Development of Low-Loss, Sustainable Reluctance Motors: Implementation and Control of Ripple Optimization Methods
摘要
This work focuses on developing efficient control to optimize electric motors, increase battery autonomy, and promote sustainability when applied to vehicle electrification. It builds upon previous efforts by introducing a simulation framework designed to investigate the torques and currents of a three-phase reluctance motor within a Python environment. The overarching objective is to extract and explore various parameters associated with synchronous reluctance machines (SyRM) to optimize the performance of these motors. Synchronous Reluctance Motors (SyRM) represent a class of electric motors distinguished by their notable advantages, including low production costs and the absence of magnets or windings in the rotor.

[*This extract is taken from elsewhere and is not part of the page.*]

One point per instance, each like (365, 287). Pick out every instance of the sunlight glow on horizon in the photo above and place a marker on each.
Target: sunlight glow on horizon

However, these motors have challenges associated with high torque ripple and the need for efficient control mechanisms at elevated speeds, consequently restricting their applicability across diverse scenarios. The results were categorized based on the torque ripple obtained after simulations were conducted at different current values. Subsequently, this data was prepared for neural network training, with MATLAB being employed to analyse training and testing indicators. The training phase revealed high levels of accuracy; training accuracy tended to decrease as the current increased, but this was mitigated by the increase in the random variation of Fourier coefficients. The study highlights the potential of integrating simulation techniques with artificial intelligence to significantly contribute to developing and optimizing synchronous reluctance motors, thereby enhancing their performance and efficiency. Furthermore, the results point toward a promising trajectory for future research and developments in this field.